7 weeks into the nanolash and 1,6 mg of M2 a day, my eyelashes have improved, that's for sure, but it's not gotten to the point where it matches the other hair darkening. In latisse most changes happen between week 8 and 12 with full results at week 16, so I still have a long way to go, but it's nerve wrecking, just because you know you have to wait.
There doesn't seem to be a difference between 1,4 and 1,6 mg but yet there wasn't a difference between 0,8 and 0,9 either but then at 1 mg there WAS a difference. Anyway, I promised myself never to cross the 2 mg limit, don't want to be a freak. I have a perfect tolerance at 1,6. No side effects at all.
I just read on Science Direct that "food deprivation increases the expression of melanocortin-4 receptor in the liver". Perhaps combining any treatment dosages you've found working with a very low calorie diet might improve results if this increases expression of other melanocortin receptors. Worth a try.
In Belgium there's about to become a new law that bad behaviour against gingers will get punished. You will no longer be allowed to call a ginger redhead or ginger because it's insulting and the number of suicides is very high in the ginger population.

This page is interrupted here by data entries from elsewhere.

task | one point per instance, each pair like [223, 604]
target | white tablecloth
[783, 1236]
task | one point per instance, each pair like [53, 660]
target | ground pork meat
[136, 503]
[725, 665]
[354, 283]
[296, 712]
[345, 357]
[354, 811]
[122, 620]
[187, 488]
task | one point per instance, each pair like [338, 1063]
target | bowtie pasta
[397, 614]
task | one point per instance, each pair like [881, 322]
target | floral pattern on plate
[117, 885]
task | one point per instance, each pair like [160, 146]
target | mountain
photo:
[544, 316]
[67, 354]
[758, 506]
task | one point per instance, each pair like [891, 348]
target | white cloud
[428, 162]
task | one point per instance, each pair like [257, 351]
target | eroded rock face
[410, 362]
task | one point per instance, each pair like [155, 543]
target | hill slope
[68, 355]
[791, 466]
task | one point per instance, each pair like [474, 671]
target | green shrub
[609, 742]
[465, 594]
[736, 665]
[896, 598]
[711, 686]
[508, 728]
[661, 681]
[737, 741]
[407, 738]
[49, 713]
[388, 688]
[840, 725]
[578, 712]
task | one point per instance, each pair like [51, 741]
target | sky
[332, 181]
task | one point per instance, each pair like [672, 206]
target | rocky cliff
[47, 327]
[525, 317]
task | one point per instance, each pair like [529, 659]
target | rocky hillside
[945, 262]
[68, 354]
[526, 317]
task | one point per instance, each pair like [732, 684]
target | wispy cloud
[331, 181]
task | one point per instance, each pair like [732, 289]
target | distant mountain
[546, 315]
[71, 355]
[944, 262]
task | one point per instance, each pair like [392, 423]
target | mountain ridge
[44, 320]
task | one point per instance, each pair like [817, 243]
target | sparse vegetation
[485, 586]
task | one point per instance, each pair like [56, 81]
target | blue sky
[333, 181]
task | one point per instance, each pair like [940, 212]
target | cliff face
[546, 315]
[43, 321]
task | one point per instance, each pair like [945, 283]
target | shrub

I was shocked that there is a cure to gingerness. I never really thought that there is a way for us to change our natural hair color without dying it. Well, another new piece of knowledge from this forum.
Gingerness? Cure? I think there is none. Just accept the way you are. The truth is I find gingerhead people to be amazing and beautiful. If you could accept yourself being a gingerhead then everything is gonna be okay.